It might sound like a conspiracy theory, but I don’t trust most brands of honey anymore. I get my honey from Glory Bee Honey now, since they carry honey that’s high in pollen. (I get this particular honey or it’s larger cousin, as it’s organic and seems the best value for the price.) After all, not all “honey” is, well, honey!
This study found that 100% of all honey tested from drug stores and fast food chains had no trace of pollen in it. And more than 75% of all the honey tested in larger grocery stores (Safeway, Target, Kroger, Costco, etc.) had no trace of pollen in it. Pollen is the one thing in honey that can vouch for its composition. Without the pollen, it can’t be traced. It might be all honey, it might not be! (Should I say, “It might not BEE”?!)
Maybe that’s why the Europeans created standards for levels of bee pollen and propolis. To be called “raw, organic honey”, it has to pass certain testing. The European Union Directive on Honey says, “The removal of pollen will make the determination of botanical and geographic origin of honey impossible and circumvents the ability to trace and identify the actual source of the honey”. Chinese honey contaminated with chloramphenicol and other illegal animal antibiotics is dangerous. Granted, it’s only fatal to a very small percentage of people, but… still!

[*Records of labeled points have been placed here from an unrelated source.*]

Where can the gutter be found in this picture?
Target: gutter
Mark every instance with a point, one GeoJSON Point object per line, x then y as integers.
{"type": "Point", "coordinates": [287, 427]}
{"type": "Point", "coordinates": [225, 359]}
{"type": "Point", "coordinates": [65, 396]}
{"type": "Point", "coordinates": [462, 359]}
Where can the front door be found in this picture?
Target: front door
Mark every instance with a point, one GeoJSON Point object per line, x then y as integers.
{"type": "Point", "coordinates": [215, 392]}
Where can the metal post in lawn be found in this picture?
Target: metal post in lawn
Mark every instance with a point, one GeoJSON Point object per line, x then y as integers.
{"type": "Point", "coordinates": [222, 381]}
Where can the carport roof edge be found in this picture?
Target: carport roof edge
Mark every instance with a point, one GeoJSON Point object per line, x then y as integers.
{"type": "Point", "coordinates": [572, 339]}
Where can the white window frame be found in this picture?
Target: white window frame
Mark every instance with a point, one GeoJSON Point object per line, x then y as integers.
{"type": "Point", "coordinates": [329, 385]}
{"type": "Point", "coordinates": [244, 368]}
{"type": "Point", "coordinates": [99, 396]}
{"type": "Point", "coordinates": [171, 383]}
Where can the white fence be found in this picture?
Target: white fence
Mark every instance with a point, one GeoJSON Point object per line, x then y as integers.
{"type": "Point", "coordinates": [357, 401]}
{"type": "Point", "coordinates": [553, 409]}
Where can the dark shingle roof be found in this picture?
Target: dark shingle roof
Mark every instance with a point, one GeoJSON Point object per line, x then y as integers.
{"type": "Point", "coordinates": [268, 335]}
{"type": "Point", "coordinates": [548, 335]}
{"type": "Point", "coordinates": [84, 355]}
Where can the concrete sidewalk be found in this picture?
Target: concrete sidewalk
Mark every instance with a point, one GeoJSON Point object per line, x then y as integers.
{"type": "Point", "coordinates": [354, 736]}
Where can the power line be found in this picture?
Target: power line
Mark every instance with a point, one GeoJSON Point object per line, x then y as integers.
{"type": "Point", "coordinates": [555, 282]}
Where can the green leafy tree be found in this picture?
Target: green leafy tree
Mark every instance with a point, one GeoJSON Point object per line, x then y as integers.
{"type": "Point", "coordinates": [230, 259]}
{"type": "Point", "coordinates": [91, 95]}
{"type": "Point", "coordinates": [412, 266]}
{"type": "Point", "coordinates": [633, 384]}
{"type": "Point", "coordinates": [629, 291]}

I know of some dear folks who’ve been fighting allergies for years. I did too, so I know how annoying this is! But perhaps a daily dose of local honey could help address this issue? (REAL honey, that is…) I believe that, for us to benefit from the potential health advantages of honey, we ought to stick to stuff like Glory Bee Honey, Bee Farms Raw Honey, and other such products. Just to be on the safe side!
As I researched various products at Glory Bee Honey, I pondered whether to get bee propolis or bee pollen as well. Such products have been popular for some, as nutritional supplements. But I concluded that the main thing is to just get a quality honey in the first place, as it will naturally contain some pollen and propolis, since it’s unfiltered, natural honey.
A few ideas of ways to use that special honey? I add a bit to smoothies, if I’m not putting something sweet like banana in it. Or it’s good in granola bars or energy bars. Another fave: Rice pudding, made with honey instead of sugar. It turns out real custard-like… delicious! You can even skip the rice if you’re going grain-free. What a treat!